<401>J'ai eu l'honneur d'envoyer Mahomet à V. A. R. On transcrit cette Dévote; si elle vient dans un temps où elle puisse amuser V. A. R., elle sera fort heureuse, sinon elle attendra un moment de loisir pour être honorée de vos regards.

J'ai une singulière grâce à demander à V. A. R. : c'est, tout franc, qu'elle me loue un peu moins dans la Préface qu'elle a daigné faire à la Henriade. Vous m'allez trouver bien insolent de vouloir modérer vos bontés, et il serait plaisant que Voltaire ne voulût pas être loué par son prince. Je veux l'être, sans doute, j'ai cette vanité au plus haut degré; mais je vous demande en grâce de me permettre de retrancher quelques choses que je sens bien que je ne mérite guère. Je suis comme un courtisan modéré (si vous en trouvez) qui vous dirait : Donnez-moi un peu de grandeur, mais ne m'en donnez pas trop, de peur que la tête ne me tourne.

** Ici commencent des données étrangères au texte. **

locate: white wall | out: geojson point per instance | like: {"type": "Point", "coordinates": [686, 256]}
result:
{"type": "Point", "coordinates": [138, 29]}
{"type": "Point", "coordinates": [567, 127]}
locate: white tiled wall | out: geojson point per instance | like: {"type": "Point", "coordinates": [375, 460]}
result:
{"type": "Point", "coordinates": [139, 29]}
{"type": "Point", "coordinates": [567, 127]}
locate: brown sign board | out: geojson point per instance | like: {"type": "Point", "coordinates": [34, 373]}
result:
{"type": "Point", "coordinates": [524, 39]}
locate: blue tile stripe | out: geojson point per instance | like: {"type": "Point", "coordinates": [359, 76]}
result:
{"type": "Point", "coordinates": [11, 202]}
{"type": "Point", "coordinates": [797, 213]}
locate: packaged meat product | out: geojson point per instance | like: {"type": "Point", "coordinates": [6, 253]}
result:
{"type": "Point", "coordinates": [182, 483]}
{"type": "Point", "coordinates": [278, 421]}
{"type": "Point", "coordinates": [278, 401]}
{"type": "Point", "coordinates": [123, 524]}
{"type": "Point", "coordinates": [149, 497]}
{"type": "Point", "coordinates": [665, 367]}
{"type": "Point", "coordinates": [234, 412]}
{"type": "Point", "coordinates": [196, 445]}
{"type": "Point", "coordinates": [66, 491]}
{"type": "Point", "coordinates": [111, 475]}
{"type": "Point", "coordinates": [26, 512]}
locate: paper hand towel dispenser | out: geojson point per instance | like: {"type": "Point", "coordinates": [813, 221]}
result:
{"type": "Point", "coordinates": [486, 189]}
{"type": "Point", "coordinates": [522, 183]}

Je remercie du fond de mon cœur V. A. R. d'avoir changé l'idée d'une gravure contre celle d'une belle impression; cela sera mieux, et je jouirai plus tôt de l'honneur inestimable que vous daignez me faire. Je ne me promets point une vie aussi longue que le serait l'entreprise d'une gravure de la Henriade. J'emploierai bientôt le temps que la nature veut encore me laisser à achever le Siècle de Louis XIV.

Madame du Châtelet a écrit à V. A. R. avant que j'eusse reçu votre lettre du 26; elle est devenue toute leibnizienne; pour moi, j'arrange les pièces du procès entre Newton et Leibniz, et j'en fais un petit précisa qui pourra, je crois, se lire sans contention d'esprit.

Grand prince, je vous demande mille pardons d'être si bavard dans le temps que vous devez être très-occupé. Roi ou prince, vous êtes toujours mon roi, mais vous avez un sujet fort babillard. Je suis, etc.


a La Métaphysique, formant la première partie des Eléments de la philosophie de Newton. Voyez les Œuvres de Voltaire, édit. Beuchot, t. XXXVIII, p. 11-67.